SQL technique: subqueries

Sometimes you don’t have enough information available when you design a query to determine which rows you want. In this case, you’ll have to find the required information with a subquery.

Example: Find the name of customers who live in the same zip code area as Wayne Dick. We might start writing this query as we would any of the ones that we have already done:

        SELECT cFirstName, cLastName
        FROM customers
        WHERE cZipCode = ???

  • Oops! We don’t know what zip code to put in the WHERE clause. No, we can’t look it up manually and type it into the query—we have to find the answer based only on the information that we have been given!
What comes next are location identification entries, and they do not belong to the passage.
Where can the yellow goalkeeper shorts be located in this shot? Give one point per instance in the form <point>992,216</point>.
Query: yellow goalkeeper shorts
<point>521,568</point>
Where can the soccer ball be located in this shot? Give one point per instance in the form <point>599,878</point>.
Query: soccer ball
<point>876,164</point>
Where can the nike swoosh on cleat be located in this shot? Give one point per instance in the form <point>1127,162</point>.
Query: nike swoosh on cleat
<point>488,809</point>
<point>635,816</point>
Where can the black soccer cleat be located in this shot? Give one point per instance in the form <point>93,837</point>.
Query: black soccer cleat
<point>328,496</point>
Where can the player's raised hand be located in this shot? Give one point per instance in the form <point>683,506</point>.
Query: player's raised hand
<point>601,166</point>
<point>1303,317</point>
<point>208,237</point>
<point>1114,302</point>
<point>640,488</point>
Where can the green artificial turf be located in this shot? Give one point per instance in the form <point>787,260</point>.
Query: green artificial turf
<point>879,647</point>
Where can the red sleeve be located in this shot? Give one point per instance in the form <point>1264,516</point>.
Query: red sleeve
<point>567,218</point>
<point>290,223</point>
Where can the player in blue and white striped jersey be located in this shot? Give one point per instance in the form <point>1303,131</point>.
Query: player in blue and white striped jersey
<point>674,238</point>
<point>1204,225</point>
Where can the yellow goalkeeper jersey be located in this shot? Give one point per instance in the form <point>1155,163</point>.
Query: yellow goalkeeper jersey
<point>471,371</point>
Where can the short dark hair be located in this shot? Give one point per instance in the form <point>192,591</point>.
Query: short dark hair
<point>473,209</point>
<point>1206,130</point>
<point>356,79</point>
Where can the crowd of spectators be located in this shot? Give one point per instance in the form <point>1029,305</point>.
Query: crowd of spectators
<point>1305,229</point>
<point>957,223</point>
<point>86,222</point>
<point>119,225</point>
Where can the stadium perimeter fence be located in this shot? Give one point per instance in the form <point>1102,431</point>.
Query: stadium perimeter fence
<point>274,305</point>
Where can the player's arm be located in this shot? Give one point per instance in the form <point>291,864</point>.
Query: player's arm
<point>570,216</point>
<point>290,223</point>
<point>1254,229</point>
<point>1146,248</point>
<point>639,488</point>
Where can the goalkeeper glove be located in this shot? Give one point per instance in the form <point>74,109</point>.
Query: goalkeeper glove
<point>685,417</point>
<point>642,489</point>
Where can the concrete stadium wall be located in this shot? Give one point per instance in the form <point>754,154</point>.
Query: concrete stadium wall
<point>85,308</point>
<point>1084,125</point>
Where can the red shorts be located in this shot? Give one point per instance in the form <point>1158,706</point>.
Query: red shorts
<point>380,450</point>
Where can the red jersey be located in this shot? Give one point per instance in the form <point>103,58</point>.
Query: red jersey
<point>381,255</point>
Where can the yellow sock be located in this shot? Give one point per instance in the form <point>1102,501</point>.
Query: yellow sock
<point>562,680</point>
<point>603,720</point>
  • Fortunately, we also know how to find the right zip code by writing another query:

            SELECT cZipCode
            FROM Customers
            WHERE cFirstName = 'Wayne' AND cLastName = 'Dick';

    Zip code
    90840

  • Notice that this query returns a single column and a single row. We can use the result as the condition value for cZipCode in our original query. In effect, the output of the second query becomes input to the first one, which we can illustrate with their relation schemes:

    Customer subquery attributes

  • Syntactically, all we have to do is to enclose the subquery in parenthses, in the same place where we would normally use a constant in the WHERE clause. We’ll include the zip code in the SELECT line to verify that the answer is what we want:

            SELECT cFirstName, cLastName, cZipCode
            FROM customers
            WHERE cZipCode =        
              (SELECT cZipCode
               FROM customers
               WHERE cFirstName = 'Wayne' AND cLastName = 'Dick');

    Customers
    AlvaroMonge90840
    WayneDick90840

    A subquery that returns only one column and one row can be used any time that we need a single value. Another example would be to find the product name and sale price of all products whose unit sale price is greater than the average of all products. We can see that the DISTINCT keyword is needed, since the SELECT attributes are not a super key of the result set:

            SELECT DISTINCT prodName, unitSalePrice
            FROM Products NATURAL JOIN OrderLines
            WHERE unitSalePrice > the average unit sale price

  • Again, we already know how to write another query that finds the average:

            SELECT AVG(unitSalePrice)
            FROM OrderLines;

    Average
    10.621428

  • We can visualize the combined queries with their relation schemes, and write the full syntax as before:

    Products subquery attributes

            SELECT DISTINCT prodName, unitSalePrice
            FROM Products NATURAL JOIN OrderLines
            WHERE unitSalePrice >        
              (SELECT AVG(unitSalePrice)
               FROM OrderLines);

    Above average
    Hammer, framing, 20 oz.11.95
    Saw, crosscut, 10 tpi21.25

    Subqueries can also be used when we need more than a single value as part of a larger query. We’ll see examples of these in later pages.